Transversale Reisen durch die Welt der Romane
»Die Wahrheit der Lügen«: mit diesem vielleicht doch etwas billigen Paradox im Buchtitel faßte Mario Vargas Llosa einst seine Essays zur Literatur zusammen. Fiktion ist etwas Ähnliches wie Lügen, aber doch nicht ganz, denn der Lügner gibt vor, die Wahrheit zu sagen, der Romancier aber nicht, jedenfalls sagt er sie nicht unmittelbar mit seinen Erfindungen. Allenfalls tut er das in einem tieferen Sinn, wo immer der liegen mag. So auch Vargas Llosas in seinen eigenen Romanen, die dem Leser die Illusion »lebensnaher« Figuren und Handlungen zu vermitteln suchen, was ihnen auch hervorragend gelingt, zum Beispiel in dem großangelegten und großartigen Gespräch in der Kathedrale, wo sehr viel schwadroniert wird.
In einem wörtlicheren Sinn arbeitete der Argentinier Manuel Puig mit Lügen. Aber auch bei ihm wäre nachzufragen: Welche Art von Lügen sind das? Sehr oft keine Lügen im strengen Sinn, sondern Illusionen, Ausweichmanöver gegenüber Tatsachen, Angst vor deren Folgen, wenn man ihnen ins Auge blickt. Es sind Selbsttäuschungen, kleine Betrugsmanöver, ein Klammern an den vermeintlichen Sinn (des Lebens usw.). Und oft auch Ideologeme, mehr oder minder billige Überzeugungen, vermittelt durch Massenmedien, durch Popkultur, durch – in Argentinien – schmalzige Tangos und auch durch Literatur, vor allem durch triviale, die dem Massenpublikum seinerzeit, als es noch kein Fernsehen gab, aus dem Radio zuströmte.

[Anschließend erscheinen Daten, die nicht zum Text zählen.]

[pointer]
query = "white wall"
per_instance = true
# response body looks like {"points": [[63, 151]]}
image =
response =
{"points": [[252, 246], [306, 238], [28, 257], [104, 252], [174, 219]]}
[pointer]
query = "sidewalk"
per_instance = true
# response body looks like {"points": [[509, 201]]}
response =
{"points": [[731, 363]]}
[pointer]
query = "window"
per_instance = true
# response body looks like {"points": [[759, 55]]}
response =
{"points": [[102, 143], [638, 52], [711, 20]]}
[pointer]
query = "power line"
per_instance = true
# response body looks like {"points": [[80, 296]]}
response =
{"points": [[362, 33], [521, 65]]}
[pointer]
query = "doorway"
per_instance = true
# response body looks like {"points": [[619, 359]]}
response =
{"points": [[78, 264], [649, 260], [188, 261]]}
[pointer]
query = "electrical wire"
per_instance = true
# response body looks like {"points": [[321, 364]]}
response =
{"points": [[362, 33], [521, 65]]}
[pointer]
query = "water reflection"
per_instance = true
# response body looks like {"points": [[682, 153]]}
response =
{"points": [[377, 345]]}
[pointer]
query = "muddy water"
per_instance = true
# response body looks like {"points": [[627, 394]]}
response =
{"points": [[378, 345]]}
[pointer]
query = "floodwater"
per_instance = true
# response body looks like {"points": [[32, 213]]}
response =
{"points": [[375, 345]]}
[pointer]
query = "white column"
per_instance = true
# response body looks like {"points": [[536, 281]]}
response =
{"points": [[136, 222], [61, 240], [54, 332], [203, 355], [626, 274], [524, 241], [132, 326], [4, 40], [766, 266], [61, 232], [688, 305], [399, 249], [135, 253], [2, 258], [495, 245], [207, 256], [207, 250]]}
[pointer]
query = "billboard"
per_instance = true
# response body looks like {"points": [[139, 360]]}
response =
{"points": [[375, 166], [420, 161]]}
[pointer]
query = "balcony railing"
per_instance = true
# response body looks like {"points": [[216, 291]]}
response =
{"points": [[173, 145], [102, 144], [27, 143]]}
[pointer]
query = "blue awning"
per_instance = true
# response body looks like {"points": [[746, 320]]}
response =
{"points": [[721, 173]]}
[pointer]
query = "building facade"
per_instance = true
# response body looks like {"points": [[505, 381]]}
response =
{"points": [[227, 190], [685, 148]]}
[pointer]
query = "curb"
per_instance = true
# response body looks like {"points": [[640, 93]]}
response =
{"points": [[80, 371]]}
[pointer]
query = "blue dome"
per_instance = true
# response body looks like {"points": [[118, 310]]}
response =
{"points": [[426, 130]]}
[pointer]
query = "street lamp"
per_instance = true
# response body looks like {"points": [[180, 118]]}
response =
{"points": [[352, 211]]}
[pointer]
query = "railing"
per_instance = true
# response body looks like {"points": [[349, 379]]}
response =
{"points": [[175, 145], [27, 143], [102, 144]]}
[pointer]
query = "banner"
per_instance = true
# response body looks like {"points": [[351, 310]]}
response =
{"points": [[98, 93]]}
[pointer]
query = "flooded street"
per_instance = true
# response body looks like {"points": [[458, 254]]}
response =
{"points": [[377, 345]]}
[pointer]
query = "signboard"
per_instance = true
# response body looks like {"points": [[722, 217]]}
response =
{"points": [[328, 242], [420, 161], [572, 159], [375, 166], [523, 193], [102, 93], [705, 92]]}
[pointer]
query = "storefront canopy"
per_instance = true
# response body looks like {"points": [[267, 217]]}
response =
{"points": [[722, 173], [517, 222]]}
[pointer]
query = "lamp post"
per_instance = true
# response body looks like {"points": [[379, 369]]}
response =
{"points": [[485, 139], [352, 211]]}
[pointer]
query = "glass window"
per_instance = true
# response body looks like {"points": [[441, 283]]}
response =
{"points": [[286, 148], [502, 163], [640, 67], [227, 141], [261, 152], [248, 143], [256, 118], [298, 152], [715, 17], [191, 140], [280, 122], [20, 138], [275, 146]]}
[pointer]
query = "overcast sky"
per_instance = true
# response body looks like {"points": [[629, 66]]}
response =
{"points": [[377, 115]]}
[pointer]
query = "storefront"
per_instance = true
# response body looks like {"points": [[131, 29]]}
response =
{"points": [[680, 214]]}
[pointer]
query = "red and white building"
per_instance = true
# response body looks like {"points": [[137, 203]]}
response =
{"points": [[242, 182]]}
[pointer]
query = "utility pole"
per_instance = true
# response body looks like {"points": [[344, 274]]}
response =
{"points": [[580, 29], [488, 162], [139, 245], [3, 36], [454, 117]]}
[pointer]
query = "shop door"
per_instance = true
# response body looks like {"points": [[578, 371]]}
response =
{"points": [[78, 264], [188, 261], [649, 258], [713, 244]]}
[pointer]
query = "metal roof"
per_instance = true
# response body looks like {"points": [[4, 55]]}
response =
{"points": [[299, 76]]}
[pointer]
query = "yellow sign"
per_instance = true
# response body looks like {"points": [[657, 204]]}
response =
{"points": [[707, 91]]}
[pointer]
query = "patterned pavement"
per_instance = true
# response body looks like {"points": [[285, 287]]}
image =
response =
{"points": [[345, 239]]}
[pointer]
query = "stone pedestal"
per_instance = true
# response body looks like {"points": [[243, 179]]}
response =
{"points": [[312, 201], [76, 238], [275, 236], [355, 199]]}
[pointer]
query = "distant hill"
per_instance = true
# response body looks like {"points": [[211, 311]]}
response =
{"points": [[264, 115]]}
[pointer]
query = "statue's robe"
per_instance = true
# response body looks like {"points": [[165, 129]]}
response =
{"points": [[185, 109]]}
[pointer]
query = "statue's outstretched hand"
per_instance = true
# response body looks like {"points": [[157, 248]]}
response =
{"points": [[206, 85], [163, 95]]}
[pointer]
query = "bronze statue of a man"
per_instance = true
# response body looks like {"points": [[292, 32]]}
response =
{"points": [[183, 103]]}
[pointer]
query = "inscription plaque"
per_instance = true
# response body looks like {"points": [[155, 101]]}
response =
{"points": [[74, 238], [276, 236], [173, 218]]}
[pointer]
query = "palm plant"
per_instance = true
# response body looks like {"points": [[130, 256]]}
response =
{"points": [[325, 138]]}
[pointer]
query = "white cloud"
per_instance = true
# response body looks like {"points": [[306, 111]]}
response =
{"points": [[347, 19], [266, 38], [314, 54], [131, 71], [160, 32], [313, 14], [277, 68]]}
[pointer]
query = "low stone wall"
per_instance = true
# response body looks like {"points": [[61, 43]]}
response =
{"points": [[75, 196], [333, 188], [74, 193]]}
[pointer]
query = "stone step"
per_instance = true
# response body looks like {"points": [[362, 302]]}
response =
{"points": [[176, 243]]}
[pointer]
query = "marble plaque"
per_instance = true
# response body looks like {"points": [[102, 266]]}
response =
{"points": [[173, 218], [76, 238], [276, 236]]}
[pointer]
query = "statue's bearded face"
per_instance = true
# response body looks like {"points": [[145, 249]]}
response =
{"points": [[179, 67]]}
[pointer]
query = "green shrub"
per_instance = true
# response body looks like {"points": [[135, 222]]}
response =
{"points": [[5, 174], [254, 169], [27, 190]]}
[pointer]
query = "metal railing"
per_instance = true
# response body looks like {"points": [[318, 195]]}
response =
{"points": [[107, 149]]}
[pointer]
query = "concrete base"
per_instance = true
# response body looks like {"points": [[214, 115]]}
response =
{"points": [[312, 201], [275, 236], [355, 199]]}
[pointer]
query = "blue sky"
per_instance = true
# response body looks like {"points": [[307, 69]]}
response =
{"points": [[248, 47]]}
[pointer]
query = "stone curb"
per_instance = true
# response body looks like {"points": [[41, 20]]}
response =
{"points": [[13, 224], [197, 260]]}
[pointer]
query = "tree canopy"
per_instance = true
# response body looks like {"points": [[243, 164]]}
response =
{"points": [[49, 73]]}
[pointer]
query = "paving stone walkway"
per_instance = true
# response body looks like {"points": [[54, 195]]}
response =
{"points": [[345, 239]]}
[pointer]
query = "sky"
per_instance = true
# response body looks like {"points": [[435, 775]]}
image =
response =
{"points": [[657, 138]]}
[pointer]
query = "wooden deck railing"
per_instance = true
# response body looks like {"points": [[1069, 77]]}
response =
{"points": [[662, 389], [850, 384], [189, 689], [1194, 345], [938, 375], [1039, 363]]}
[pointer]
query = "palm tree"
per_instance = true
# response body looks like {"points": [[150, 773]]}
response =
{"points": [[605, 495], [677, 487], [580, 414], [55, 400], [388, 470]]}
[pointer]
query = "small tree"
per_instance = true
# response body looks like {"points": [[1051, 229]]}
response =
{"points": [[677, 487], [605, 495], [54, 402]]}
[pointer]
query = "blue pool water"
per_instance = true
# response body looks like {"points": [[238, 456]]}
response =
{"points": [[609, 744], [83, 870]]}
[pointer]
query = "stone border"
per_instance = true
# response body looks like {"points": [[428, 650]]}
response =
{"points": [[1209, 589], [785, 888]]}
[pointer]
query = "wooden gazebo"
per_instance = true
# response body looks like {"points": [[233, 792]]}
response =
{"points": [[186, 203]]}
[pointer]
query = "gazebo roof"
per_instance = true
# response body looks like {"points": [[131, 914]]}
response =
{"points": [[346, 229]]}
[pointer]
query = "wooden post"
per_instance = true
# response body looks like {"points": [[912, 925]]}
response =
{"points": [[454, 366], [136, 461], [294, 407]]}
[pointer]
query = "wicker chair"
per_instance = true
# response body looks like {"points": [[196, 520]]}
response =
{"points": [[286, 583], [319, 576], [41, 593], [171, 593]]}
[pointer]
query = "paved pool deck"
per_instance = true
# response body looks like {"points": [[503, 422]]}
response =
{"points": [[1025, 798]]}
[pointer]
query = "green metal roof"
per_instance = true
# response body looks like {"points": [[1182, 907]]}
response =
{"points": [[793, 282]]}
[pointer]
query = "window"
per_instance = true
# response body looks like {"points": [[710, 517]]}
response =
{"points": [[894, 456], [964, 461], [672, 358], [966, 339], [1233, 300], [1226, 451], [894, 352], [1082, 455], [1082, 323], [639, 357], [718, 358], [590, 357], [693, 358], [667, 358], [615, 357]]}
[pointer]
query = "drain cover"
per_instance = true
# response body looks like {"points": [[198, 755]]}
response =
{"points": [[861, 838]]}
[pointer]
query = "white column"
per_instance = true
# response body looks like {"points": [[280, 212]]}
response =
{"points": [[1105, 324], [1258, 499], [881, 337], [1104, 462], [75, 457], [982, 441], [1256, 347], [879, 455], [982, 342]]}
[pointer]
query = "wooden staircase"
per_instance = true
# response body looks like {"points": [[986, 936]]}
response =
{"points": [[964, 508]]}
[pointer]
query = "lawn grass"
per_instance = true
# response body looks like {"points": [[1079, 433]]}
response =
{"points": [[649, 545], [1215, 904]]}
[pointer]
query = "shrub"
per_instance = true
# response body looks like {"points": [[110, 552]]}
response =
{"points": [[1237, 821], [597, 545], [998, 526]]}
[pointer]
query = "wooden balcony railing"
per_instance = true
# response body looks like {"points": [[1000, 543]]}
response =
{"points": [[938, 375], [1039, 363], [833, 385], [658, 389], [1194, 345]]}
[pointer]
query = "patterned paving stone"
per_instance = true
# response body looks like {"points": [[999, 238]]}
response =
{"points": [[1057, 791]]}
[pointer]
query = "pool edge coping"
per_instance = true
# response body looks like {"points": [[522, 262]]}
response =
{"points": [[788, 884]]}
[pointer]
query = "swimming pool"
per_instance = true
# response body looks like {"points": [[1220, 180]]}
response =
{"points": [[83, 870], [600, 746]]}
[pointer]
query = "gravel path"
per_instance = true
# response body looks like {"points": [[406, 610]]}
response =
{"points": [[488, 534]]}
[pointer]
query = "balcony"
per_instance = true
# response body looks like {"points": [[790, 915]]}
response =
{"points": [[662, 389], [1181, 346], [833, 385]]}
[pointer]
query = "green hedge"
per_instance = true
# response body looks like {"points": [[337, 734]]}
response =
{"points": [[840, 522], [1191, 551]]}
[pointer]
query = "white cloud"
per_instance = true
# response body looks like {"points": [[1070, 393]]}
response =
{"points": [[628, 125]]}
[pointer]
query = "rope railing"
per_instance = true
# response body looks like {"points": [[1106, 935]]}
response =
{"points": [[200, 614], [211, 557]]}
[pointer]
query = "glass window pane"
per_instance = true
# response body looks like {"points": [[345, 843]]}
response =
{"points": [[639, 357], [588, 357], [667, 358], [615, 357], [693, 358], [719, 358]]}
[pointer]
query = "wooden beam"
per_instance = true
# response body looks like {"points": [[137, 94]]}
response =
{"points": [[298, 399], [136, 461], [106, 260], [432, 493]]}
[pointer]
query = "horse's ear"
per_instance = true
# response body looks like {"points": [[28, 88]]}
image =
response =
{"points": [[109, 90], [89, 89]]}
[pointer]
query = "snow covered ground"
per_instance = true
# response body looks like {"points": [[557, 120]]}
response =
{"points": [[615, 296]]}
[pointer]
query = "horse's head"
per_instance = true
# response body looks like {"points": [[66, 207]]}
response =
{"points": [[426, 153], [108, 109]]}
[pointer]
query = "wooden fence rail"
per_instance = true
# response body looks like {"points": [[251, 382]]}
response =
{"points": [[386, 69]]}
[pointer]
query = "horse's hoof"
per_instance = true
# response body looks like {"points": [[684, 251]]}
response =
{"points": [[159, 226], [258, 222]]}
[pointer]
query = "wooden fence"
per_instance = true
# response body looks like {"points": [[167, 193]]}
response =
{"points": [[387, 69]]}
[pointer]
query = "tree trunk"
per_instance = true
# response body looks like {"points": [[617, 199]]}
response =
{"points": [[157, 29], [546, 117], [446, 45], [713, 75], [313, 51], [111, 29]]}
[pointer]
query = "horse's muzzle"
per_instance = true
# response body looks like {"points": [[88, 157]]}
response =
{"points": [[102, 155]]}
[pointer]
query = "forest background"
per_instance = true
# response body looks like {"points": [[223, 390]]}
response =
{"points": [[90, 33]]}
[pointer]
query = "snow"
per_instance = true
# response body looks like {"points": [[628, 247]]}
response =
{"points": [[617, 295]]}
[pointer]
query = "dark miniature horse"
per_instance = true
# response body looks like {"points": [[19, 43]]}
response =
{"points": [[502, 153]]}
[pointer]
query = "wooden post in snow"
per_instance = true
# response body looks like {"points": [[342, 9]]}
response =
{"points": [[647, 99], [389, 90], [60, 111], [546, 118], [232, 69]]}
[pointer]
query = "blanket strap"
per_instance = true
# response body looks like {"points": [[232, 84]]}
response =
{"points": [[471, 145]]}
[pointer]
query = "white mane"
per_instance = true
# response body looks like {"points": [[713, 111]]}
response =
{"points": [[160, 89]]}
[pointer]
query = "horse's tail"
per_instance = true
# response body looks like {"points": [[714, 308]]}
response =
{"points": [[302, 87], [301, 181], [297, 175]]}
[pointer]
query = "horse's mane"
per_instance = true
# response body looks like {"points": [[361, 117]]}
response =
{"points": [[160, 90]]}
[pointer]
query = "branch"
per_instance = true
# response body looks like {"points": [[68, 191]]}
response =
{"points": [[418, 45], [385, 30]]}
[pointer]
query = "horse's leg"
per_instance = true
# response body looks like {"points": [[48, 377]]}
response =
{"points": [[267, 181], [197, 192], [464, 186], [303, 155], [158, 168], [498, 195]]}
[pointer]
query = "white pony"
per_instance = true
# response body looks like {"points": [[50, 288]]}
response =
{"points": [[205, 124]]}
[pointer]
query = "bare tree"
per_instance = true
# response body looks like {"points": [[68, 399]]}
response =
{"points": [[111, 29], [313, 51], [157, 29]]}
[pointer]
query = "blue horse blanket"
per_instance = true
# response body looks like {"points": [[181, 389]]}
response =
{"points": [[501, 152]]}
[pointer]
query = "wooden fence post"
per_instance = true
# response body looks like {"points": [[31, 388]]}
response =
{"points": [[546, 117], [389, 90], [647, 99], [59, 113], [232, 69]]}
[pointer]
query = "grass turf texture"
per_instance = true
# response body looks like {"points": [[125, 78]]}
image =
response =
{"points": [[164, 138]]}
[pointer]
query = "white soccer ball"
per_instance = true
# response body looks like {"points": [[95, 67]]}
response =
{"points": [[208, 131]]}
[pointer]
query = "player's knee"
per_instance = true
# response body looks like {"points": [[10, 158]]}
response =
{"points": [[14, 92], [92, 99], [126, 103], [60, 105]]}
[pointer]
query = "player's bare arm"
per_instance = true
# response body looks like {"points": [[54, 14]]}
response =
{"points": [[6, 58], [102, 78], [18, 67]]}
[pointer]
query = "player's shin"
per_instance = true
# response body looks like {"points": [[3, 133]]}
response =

Aber wie kann sich dann in Literatur Wahrheit zeigen? Zum Beispiel durch Collage, durch die Vielfalt der Stimmen, die sich begegnen und überlagern, durch die Äquidistanz des Erzählers oder des Autors, der sich nicht einmischt, sondern die Stimmen neben- und gegeneinanderstellt. Genau darin besteht seine Kunst und sein Wahrheitsanspruch. Ein sehr spezifischer, künstlerischer Wahrheitsanspruch. Puigs Roman – La traición de Rita Hayworth, zu deutsch (wenn ich nicht irre): Der schönste Tango der Welt – ist wahr, weil gut gemacht.